Corbeyrier possède aussi son Pré à l' Ours, sis non loin de Luan, au pied de la Riondaz.

Véritable oursière, le massif du Chamossaire possédait jusqu' à la fin du moyen âge plusieurs lieux dont les ours faisaient leurs refuges de prédilection. Le doyen Bridel assure que l' ancien sceau de la vallée des Ormonts portait un ours ( Conservateur suisse, VI, 278 ).

Non loin de la station de Bretaye ( qui doit se prononcer Bretaye et non Bre-tée ), voici Orsay, dominé par le Roc à l' Ours. Ce dernier forme un promontoire rocheux, sorte de bastion occidental de Chaux Ronde; haut perché au nord-est de la halte des Bouquetins. Ce Roc à l' Ours nous laisse le souvenir d' une sieste dominicale délicieuse en plein soleil, alors que les vagues d' une splendide mer de brouillard venaient battre les rochers à quelques mètres en aval.

En suivant les pâturages mamelonnés dont l' ensemble forme la région de Chaux Ronde, on aboutit en direction de l' est à l' arête rocheuse d' Ensex.

Au delà de cette arête, avant de remonter les troupes herbeuses du Meilleret, nous trouvons le Pas de l' Ours.

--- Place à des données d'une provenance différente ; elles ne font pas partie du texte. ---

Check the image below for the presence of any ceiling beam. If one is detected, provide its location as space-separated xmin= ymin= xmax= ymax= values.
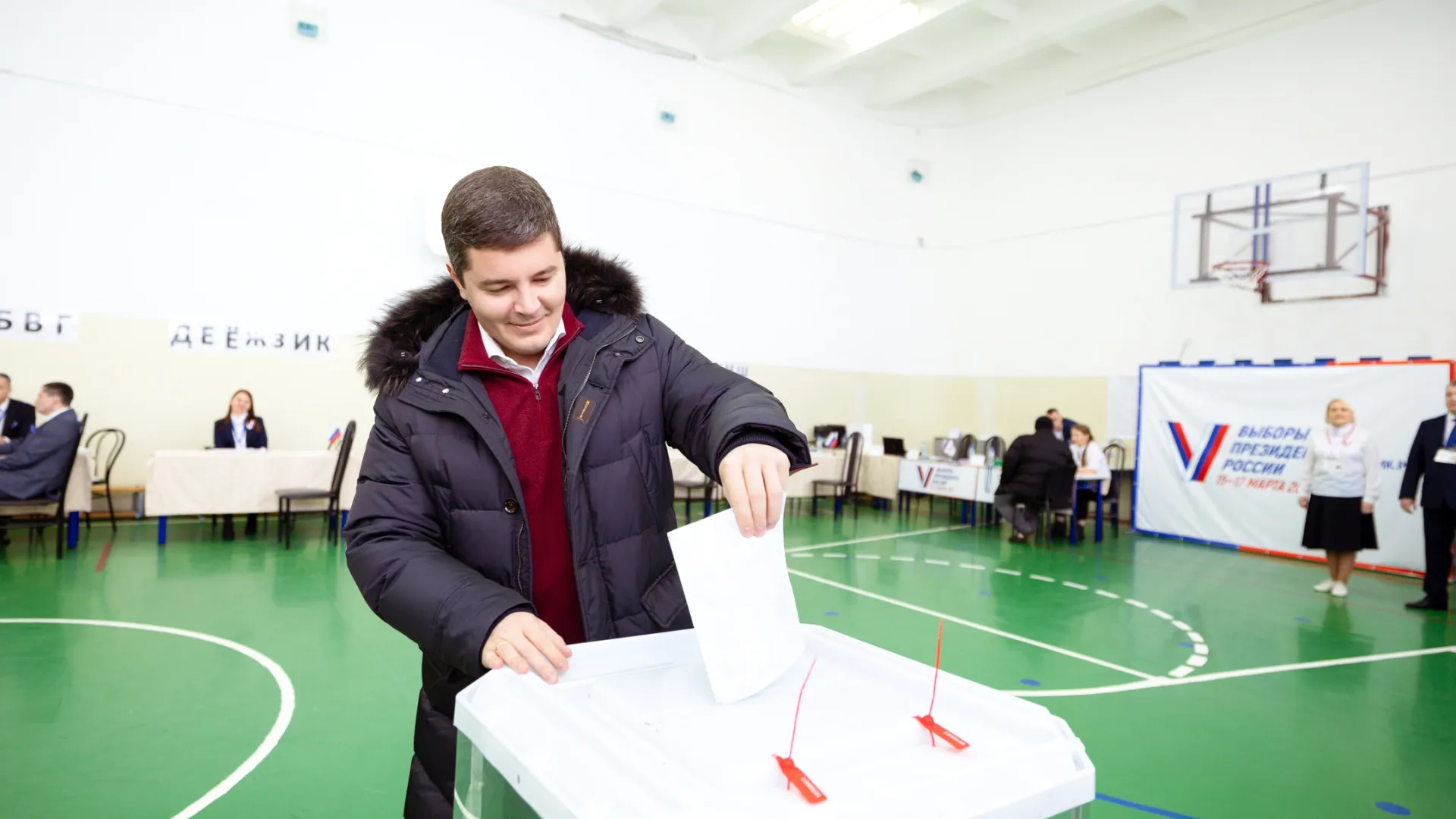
xmin=869 ymin=0 xmax=1168 ymax=108
xmin=975 ymin=0 xmax=1021 ymax=24
xmin=708 ymin=0 xmax=814 ymax=60
xmin=937 ymin=0 xmax=1373 ymax=124
xmin=607 ymin=0 xmax=663 ymax=30
xmin=791 ymin=0 xmax=984 ymax=86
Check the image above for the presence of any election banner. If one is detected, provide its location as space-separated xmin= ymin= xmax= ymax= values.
xmin=1133 ymin=362 xmax=1453 ymax=571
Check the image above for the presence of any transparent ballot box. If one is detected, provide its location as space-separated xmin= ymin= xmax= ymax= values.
xmin=454 ymin=625 xmax=1095 ymax=819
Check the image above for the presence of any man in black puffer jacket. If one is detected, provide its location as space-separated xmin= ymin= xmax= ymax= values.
xmin=996 ymin=416 xmax=1078 ymax=544
xmin=344 ymin=168 xmax=810 ymax=817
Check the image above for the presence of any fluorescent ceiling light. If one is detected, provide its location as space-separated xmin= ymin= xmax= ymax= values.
xmin=789 ymin=0 xmax=921 ymax=48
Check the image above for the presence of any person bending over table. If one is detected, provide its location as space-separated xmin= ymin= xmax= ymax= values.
xmin=1299 ymin=398 xmax=1380 ymax=598
xmin=212 ymin=389 xmax=268 ymax=541
xmin=996 ymin=416 xmax=1075 ymax=544
xmin=1072 ymin=424 xmax=1112 ymax=541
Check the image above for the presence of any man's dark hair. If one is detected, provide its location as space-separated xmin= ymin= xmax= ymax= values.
xmin=41 ymin=381 xmax=76 ymax=406
xmin=440 ymin=165 xmax=560 ymax=275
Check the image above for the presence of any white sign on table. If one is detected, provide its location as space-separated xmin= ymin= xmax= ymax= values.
xmin=900 ymin=456 xmax=1000 ymax=503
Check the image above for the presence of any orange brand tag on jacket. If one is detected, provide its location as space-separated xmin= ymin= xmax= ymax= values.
xmin=774 ymin=754 xmax=828 ymax=805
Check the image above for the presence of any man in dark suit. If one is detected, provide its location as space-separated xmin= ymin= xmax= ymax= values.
xmin=0 ymin=373 xmax=35 ymax=443
xmin=996 ymin=416 xmax=1078 ymax=544
xmin=0 ymin=381 xmax=82 ymax=500
xmin=1401 ymin=381 xmax=1456 ymax=610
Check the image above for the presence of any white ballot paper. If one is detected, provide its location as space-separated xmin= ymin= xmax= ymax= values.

Ce passage relie l' alpage d' Ensex au sud à celui de Perche au nord. Il fut naguère, avant la construction de routes dans la vallée, un lieu de passage très fréquenté par les habitants de la région de Bex désireux de gagner rapidement la partie centrale des Ormonts, pour atteindre ensuite le Col des Mosses avec un minimum de dénivellation. Ce cheminement est tombé en désuétude à un point tel que la plupart des indigènes des vallées des Ormonts ou de la Gryonne ignorent, de nos jours, cette appellation ancestrale de « Pas de l' Ours ». Il était autrefois franchi journellement dans les deux sens par des passants lourdement chargés.

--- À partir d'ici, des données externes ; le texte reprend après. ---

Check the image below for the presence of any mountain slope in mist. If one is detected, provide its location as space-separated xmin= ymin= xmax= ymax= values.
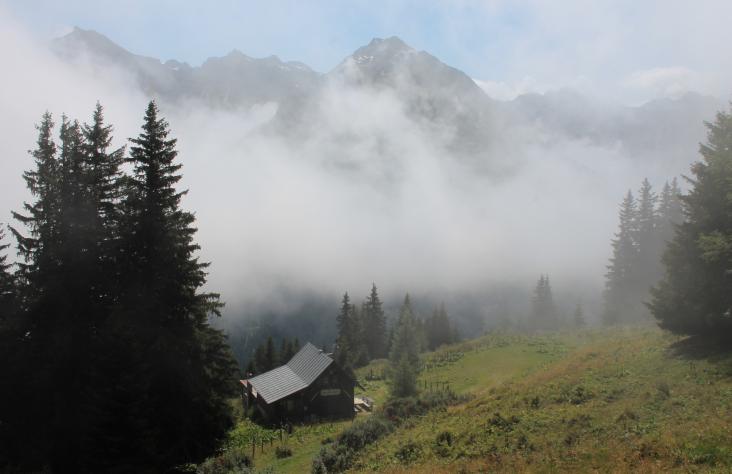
xmin=52 ymin=28 xmax=321 ymax=109
xmin=53 ymin=28 xmax=722 ymax=167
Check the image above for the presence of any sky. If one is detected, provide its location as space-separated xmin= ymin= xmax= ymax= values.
xmin=0 ymin=0 xmax=732 ymax=324
xmin=0 ymin=0 xmax=732 ymax=104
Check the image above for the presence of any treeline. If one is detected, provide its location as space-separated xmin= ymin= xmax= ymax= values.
xmin=602 ymin=178 xmax=684 ymax=324
xmin=523 ymin=274 xmax=587 ymax=331
xmin=0 ymin=102 xmax=237 ymax=473
xmin=334 ymin=285 xmax=459 ymax=368
xmin=649 ymin=108 xmax=732 ymax=336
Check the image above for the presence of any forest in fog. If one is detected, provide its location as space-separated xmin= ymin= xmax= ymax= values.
xmin=0 ymin=1 xmax=732 ymax=473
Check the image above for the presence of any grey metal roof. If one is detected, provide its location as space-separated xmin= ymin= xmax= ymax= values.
xmin=249 ymin=342 xmax=333 ymax=403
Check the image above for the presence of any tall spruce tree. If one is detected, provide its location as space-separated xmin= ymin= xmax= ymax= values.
xmin=602 ymin=191 xmax=639 ymax=324
xmin=573 ymin=303 xmax=587 ymax=328
xmin=425 ymin=303 xmax=454 ymax=350
xmin=363 ymin=284 xmax=387 ymax=359
xmin=0 ymin=224 xmax=17 ymax=318
xmin=263 ymin=336 xmax=280 ymax=372
xmin=113 ymin=102 xmax=236 ymax=470
xmin=635 ymin=179 xmax=663 ymax=320
xmin=389 ymin=294 xmax=421 ymax=398
xmin=650 ymin=107 xmax=732 ymax=340
xmin=335 ymin=292 xmax=364 ymax=369
xmin=531 ymin=275 xmax=559 ymax=330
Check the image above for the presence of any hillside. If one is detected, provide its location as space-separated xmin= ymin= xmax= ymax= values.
xmin=217 ymin=326 xmax=732 ymax=472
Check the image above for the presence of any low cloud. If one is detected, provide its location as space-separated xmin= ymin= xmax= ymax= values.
xmin=0 ymin=8 xmax=708 ymax=326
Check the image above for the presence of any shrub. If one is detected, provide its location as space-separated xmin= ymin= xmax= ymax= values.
xmin=435 ymin=431 xmax=452 ymax=446
xmin=196 ymin=448 xmax=252 ymax=474
xmin=656 ymin=382 xmax=671 ymax=398
xmin=275 ymin=446 xmax=292 ymax=459
xmin=433 ymin=431 xmax=453 ymax=458
xmin=337 ymin=416 xmax=394 ymax=451
xmin=394 ymin=441 xmax=422 ymax=464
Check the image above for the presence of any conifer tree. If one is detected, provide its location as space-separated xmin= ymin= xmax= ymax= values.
xmin=263 ymin=336 xmax=279 ymax=372
xmin=0 ymin=228 xmax=16 ymax=316
xmin=280 ymin=337 xmax=295 ymax=364
xmin=335 ymin=292 xmax=363 ymax=369
xmin=574 ymin=303 xmax=587 ymax=328
xmin=425 ymin=303 xmax=454 ymax=350
xmin=634 ymin=179 xmax=663 ymax=319
xmin=650 ymin=107 xmax=732 ymax=340
xmin=113 ymin=102 xmax=236 ymax=470
xmin=363 ymin=284 xmax=387 ymax=359
xmin=389 ymin=294 xmax=421 ymax=397
xmin=602 ymin=191 xmax=639 ymax=324
xmin=532 ymin=274 xmax=559 ymax=330
xmin=254 ymin=344 xmax=270 ymax=374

1 C' est le 30 novembre 1827 que le dernier ours fut abattu dans le canton de Vaud, à proximité de Baulmes.

Parmi les nombreux Trou à l' Ours de nos Alpes, signalons-en trois:

Un premier à proximité du Col de la Croix, sur les contreforts occidentaux du massif des Diablerets. Il s' agit, en réalité, non pas d' un trou, mais d' une cavité sous un rocher en surplomb, près de la Frète d' Arpille, faisant face au Plan de Châtillon dominé par le Culand.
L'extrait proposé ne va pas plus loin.